Only, it quickly escalated and sexual gratification encompassed the both of them with their passion, lust, and desire for one another. Nonetheless, it was something that they both truly needed at that time and it was okay at that moment. For that moment in time, she was not his mother and he was not her son but two grieving, needy people who needed some solace from their sadness and suffering.

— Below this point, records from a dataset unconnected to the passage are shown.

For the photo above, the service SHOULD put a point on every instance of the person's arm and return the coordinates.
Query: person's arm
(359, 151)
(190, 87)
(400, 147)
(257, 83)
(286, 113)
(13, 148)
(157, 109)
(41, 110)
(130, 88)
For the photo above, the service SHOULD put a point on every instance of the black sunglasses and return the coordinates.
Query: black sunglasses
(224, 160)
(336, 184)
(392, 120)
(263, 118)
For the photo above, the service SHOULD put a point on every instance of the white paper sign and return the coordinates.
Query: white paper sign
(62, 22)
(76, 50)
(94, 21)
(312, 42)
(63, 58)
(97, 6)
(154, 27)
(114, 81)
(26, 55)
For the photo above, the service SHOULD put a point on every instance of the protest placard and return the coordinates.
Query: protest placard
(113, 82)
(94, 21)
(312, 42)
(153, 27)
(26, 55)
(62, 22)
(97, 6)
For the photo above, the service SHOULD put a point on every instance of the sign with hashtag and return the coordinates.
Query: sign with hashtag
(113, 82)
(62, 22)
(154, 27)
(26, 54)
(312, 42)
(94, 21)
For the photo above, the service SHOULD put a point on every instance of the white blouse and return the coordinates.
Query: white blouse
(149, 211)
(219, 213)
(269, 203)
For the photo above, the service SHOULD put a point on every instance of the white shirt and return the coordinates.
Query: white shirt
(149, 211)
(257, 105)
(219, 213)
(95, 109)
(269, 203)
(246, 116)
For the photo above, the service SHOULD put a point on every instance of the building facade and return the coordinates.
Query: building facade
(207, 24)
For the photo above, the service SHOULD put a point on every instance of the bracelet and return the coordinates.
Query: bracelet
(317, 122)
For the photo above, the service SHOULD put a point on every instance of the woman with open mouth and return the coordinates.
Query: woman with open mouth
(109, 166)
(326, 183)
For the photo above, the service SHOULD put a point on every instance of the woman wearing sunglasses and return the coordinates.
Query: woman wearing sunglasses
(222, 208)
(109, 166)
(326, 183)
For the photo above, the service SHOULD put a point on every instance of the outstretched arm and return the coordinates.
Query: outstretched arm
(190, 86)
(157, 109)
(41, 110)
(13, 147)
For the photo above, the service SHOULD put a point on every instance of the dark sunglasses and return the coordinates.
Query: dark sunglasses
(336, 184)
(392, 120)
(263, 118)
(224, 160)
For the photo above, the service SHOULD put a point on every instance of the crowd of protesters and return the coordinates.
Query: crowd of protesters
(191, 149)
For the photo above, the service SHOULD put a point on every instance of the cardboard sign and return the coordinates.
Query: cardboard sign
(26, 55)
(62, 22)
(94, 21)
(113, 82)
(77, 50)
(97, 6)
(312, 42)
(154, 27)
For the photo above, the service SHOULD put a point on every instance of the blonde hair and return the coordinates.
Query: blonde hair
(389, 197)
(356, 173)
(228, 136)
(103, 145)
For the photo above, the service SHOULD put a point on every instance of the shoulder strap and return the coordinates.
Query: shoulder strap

She was so cold and her son's body was so warm. She spooned him and as soon as she did, she knew that he was naked, too. He felt so firm and so strong. He felt how her husband used to feel before beer and fast food fattened his body and lack of exercise eroded his muscles. She felt comfort in hearing his breathing and in feeling the beat of his heart. With her breasts pressed against his broad back, the feeling of him in her arms was electric and for a moment, the sensation of him made her forget her grief. With thoughts of her Honeymoon night, she pretended that her son was her husband. The feelings of holding him replaced her feelings of sorrow. He gave her peace for the first time since those soldiers appeared at her door and she felt that she was doing the same for him, too, as he was finally sleeping peacefully without that frightening nightmare.
They lay there for some time before he noticed her. He reached his big hand behind him and touched her knee up to her thigh and continued higher feeling her hip. The gentle touch of him felt good and released the womanly feelings in her. It was something that she needed. When he turned towards her, she didn't turn away. She hugged him and kissed his cheek and neck.